Indonesian female workers stranded in Amman will be able to return home soon after philanthropist Dato’ Sri Tahir promised to help repatriate them
ndonesian female workers stranded in Amman will be able to return home soon after philanthropist Dato’ Sri Tahir promised to help repatriate them.
Most of the workers had some or all of their salary withheld by their employers.
“If the employers do not have enough money to pay the outstanding wages, I will pay the remaining amount so you can go home to Indonesia as soon as possible,” Tahir from the Mayapada Group said to 16 female Indonesian migrant workers currently taking refuge at the Indonesian Embassy in Amman.
Four other workers did not attend the meeting because they are being treated in hospital or are being questioned by the police.
“We are working together to bring you home as soon as possible. If the embassy does not have enough funds to repatriate them, just tell me and I will cover it,” Tahir told Niko Adam, the embassy’s chargé d’affaires ad interim.

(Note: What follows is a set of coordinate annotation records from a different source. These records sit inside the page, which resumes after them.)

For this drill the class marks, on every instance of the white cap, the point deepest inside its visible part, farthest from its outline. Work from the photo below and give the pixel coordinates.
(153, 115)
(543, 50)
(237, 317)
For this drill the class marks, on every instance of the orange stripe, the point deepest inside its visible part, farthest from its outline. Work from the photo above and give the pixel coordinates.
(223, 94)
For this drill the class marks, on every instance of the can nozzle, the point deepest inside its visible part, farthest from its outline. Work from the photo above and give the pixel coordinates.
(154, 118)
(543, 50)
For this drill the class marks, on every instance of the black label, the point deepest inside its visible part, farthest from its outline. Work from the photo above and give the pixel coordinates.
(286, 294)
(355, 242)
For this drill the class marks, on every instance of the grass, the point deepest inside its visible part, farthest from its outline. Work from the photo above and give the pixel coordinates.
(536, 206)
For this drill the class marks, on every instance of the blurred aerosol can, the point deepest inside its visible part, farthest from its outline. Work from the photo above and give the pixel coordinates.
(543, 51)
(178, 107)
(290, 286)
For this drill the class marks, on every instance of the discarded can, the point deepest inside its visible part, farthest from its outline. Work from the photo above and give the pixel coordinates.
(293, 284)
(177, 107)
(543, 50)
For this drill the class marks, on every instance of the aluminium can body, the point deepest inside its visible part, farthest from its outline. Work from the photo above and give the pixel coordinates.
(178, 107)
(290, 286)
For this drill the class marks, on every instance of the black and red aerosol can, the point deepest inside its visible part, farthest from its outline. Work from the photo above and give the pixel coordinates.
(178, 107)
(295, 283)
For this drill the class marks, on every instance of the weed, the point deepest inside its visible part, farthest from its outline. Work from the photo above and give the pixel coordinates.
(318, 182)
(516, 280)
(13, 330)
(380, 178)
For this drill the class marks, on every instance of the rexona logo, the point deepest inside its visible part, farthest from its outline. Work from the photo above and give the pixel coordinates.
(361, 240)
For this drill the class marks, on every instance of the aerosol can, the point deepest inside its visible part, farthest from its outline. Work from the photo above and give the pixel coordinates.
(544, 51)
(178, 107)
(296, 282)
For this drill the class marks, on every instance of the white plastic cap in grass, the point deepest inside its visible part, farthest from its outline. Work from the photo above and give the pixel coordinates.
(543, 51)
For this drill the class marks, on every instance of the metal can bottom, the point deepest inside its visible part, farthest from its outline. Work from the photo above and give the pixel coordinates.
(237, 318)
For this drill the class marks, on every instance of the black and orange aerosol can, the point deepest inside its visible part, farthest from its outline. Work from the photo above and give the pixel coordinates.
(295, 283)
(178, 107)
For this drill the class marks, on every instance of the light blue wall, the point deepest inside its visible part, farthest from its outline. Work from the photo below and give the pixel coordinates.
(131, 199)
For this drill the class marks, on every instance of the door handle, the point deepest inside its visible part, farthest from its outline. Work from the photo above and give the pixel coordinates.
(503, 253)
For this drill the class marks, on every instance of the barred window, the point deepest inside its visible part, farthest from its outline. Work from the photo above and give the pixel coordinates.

Niko assured Tahir, an UNHCR eminent advocate who is visiting refugee camps in Irbid and Azraq, that the embassy had sufficient funds to repatriate the workers.
“The problem is that they’re withholding the salaries and taking it to court may take some time,” Niko said.
There are some 2,700 Indonesians living legally in Jordan and about 2,000 living there illegally, he added.
“Most of their passports have expired and they do not have proper local identification,” said the diplomat who handles political, economic, social and cultural affairs with Palestine.
“We are tracing them and offering them the opportunity to be repatriated, as directed by Jakarta.”
Most of them, however, refuse to return to Indonesia as they are already settled in the Middle-East.
Niko also said one of the female workers at the shelter had her two children taken from her to an orphanage following a divorce with her Jordanian husband.
“The father will not allow his children to be taken to Indonesia but we’re also trying to prevent him from taking custody of them,” Niko said.
Meanwhile, the workers are undergoing various training programs while being sheltered at the embassy.
“We also ask them to help with the embassy’s household chores for some pocket money,” Niko said.
In addition to acquiring skills such as sewing and cooking, Tahir also urged the workers to learn English and Mandarin.
“We hope that in the following years we will no longer send housemaids but more trained and skilled workers such as caregivers and nurses.”
“Our caregivers and nurses are highly sought after in Hong Kong and Taiwan because they are diligent and more polite,” Tahir said.
On Sunday, Tahir is scheduled to visit a Jordanian school that takes in Syrian children as well as Syrian families living outside the refugee camp in Irbid.